Recensioni

6.1

Piccole Lorde crescono… di numero. Corsi e ricorsi storici insegnano che quando un prodotto funziona, nel giro di qualche mese iniziano a spuntare come funghi prodotti similari, nella maggioranza dei casi qualitativamente inferiori e lanciati principalmente per sfruttare l’onda lunga del successo: quello della cantante neozelandese è stato uno dei più grandi casi mediatici degli ultimi dodici mesi – anche se la sua esplosione su larga scala era prevedibile già dall’EP The Love Club, vedi recensione – ed infatti non sono mancati tentativi di replica, tra i quali citiamo quello, fino ad oggi fallimentare, targato BROODS.

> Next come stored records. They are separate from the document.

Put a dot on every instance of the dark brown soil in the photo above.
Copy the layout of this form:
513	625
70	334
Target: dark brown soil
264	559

Tra i nomi post-Lorde che con maggiore probabilità potrebbero uscire allo scoperto nei prossimi mesi troviamo senza dubbio Grace Mitchell, sedicenne di Portland che in questi giorni pubblica il suo EP d’esordio, Design, dopo aver contribuito alla colonna sonora del film The Secret Life of Walter Mitty con la cover di Maneater (Hall & Oates). Una predestinata in mano alle major (esce  per Universal/Republic)? Forse, fatto sta che nel momento in cui scriviamo il contatore della sua pagina Facebook conta appena 1.370 fan, segno che il motore della macchina markettara deve ancora mettersi in moto.

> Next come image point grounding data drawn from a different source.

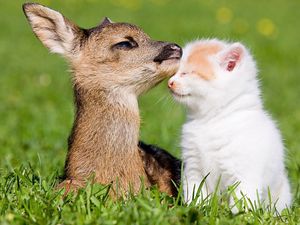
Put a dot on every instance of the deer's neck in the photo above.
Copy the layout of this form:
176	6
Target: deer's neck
106	128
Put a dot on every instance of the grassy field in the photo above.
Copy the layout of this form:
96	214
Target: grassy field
36	108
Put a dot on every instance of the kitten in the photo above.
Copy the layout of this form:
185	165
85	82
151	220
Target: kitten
228	134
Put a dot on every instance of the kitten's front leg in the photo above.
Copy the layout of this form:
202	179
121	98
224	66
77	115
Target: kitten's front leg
192	180
246	192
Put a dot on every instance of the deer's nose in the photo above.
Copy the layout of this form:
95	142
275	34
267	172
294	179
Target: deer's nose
169	51
171	83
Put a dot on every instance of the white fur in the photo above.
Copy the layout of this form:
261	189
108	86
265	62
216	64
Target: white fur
228	134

Sulla copertina dell’EP la Nostra appare come un incrocio tra Tori Amos e Molly Ringwald e ciò non sorprende, dato che si dichiara grande appassionata dell’alt-pop al femminile anni ’90 (Alanis Morissette, ma anche la stessa Amos) ma con un occhio sempre rivolto agli eighties (vorrebbe essere prodotta da Daryl Hall, sì, sempre lui). Ciò che invece sorprende è il suo essere incredibilmente consapevole di quello che è il suo recinto sonoro, che lei stessa descrive esattamente: “pop accessibile e gradevole ma allo stesso tempo attento alle sfumature indie e all’utilizzo di sample non banali quanto a scelte strutturali più astratte“. Nulla di più, nulla di meno.

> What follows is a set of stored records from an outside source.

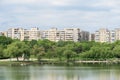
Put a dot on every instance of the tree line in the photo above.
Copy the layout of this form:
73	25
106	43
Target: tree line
61	50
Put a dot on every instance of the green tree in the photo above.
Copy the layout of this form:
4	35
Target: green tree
69	54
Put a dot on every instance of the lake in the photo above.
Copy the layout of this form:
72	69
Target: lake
61	72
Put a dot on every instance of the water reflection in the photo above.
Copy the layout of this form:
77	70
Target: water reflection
59	73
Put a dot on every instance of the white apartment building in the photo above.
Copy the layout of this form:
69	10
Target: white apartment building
34	34
102	35
105	35
67	34
23	34
72	34
84	36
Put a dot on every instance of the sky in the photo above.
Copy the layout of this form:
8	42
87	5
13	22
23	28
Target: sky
89	15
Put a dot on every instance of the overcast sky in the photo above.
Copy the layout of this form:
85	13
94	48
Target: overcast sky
88	15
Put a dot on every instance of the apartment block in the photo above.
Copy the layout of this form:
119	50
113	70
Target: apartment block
91	37
84	36
72	34
34	34
102	35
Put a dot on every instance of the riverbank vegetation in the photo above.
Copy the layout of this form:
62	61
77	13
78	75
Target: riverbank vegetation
58	51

Una consapevolezza che è segno di una maturità: la stessa che troviamo anche tra i solchi delle quattro tracce di Design EP, non tanto a livello di tematiche (Broken Over You è il cassico love-drama), quanto a livello sonoro: tutto è molto dosato, senza sprechi o inutili provocazioni (l’epoca delle Lady Gaga o delle Ke$ha sembra veramente lontana), oseremmo dire polite. Runaway è una possibile futura hit radiofonica a metà strada tra Lorde e Ellie Goulding, con un buon equilibrio nel beat tra una corposità di base e alcuni arricchimenti di sample vocali, in Always & Forever viene fuori l’amore per Lana del Rey, qui riproposta in una veste più innocua e meno da “bella e dannata, Broken Over You è una ballad r&b downtempo che avremmo potuto tranquillamente trovare all’interno della tracklist di Goddess di BANKS, mentre la conclusiva Your Design riassume un po’ tutta la sensibilità pop di Grace Mitchell in quattro minuti di melodie di scuola Florence & The Machine.

Non siamo davanti ad un fenomeno, ma se quello che abbiamo ascoltato in Design può ritenersi indicativo, Grace Mitchell sembra possedere solide basi per un roseo futuro.